CITY HALL — Restaurants may see their rents rise on outdoor dining facilities in two years after the City Council voted to increase rent on city sidewalks to bring them in line with improved property values.
The decision will raise license fees that restaurants pay to use public sidewalks from $1.90 per square foot of sidewalk space to between $2.50 and $3.13 per square foot, depending on location and whether or not the dining area is enclosed.
Hardest hit would be three restaurants located on Ocean Avenue, which would pay $5.83 per square foot under the new schedule — The Ivy, iCugini and Il Fornaio.
Most restaurants in the city could see their rents go up an average of $314 per month if they have some sort of a barrier blocking the public’s view of the dining, and $82 per month without a barrier, according to a staff report.
Those three are looking at increases of $30,000 per year, said Sam King, president and CEO of King’s Seafood Company, which owns iCugini.
“I think reevaluating is a great idea,” King said. “The surprise was how high they’re talking about.”
The recommended increases are actually less than those put forth by an appraiser hired by City Hall to reevaluate the rents paid on the properties.
According to a staff report, those fees were last updated in 2005, and they have been increased in line with the Consumer Price Index each year.
The latest appraisal, completed in June 2010, noted that the rent rates were below market value, and that rent should vary for outdoor dining that is fully enclosed, partially enclosed with only a barrier or completely open.
Those estimates were based on looking at comparable restaurants in similar cities such as Pasadena and Huntington Beach, said Donna Rickman, a senior analyst with the Economic Development Division.
“There were similarities in size, and in location in terms of downtown to downtown,” Rickman said. “We looked at beach cities to see what they were charging per square foot even on private property.”
Businesses should not balk at paying the increased rents, considering they’re less of what the appraiser suggested, said Councilman Kevin McKeown.
Charging “fair rent” was seen as a way to raise additional revenue for City Hall coffers, and restaurants will have two years to prepare for the new rent reality, he pointed out.
“We’ll raise fees on recreation programs, bus fairs and children’s rides on the carousel, but not businesses?” McKeown asked at the City Council meeting last week when the new rents were approved. “They’re not nonprofits.”
Councilman Bobby Shriver was similarly unsympathetic.
“Restaurants have benefited for many years, and pocketed it in the fat years,” Shriver said.
Kathleen Rawson, CEO of Downtown Santa Monica Inc. (formerly the Bayside District Corp.), appeared on behalf of the restaurants on the Third Street Promenade to speak against the measure.

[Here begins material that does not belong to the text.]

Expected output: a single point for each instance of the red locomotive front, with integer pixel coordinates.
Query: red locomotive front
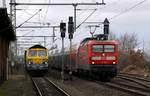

Given the prohibition on restaurants on that strip converting to a retail use, any additional burden could result in vacant fronts on the promenade, she said.
“While the city does deserve to get fair rent for patios, we believe it’s ill-timed,” Rawson said.
Mayor Richard Bloom pointed out the ultimate conundrum of the vote — putting forth a disincentive for restaurants to create a lively Downtown atmosphere, or the city losing money on prime real estate.
“We do not want to discourage restaurants,” he said. “But we’d lower the value tremendously in exchange for what, more sidewalks? I don’t think we’re prepared to do that tonight.”
King, whose company owns 18 restaurants in Southern California, said that although he did not disagree with paying some rent, a $30,000 increase could lead his restaurant to abandon outdoor dining altogether.
The other option would be cutting back on staff and reducing reinvestment in the business, he said.
“If you have a restaurant that’s making money, it’s not going to mean they’ll close,” King said. “It does take $30,000 out of operating income. Businesses get demonized because they make profits, but you reinvest profits.”
Despite objections, the council voted 4-2, with council members McKeown and Bob Holbrook against, to implement staff’s suggested rent increases, delaying implementation until the fiscal year 2014 as a nod to the difficult economic times. Holbrook wanted to reevaluate the rents at a later date to see if the economy improves.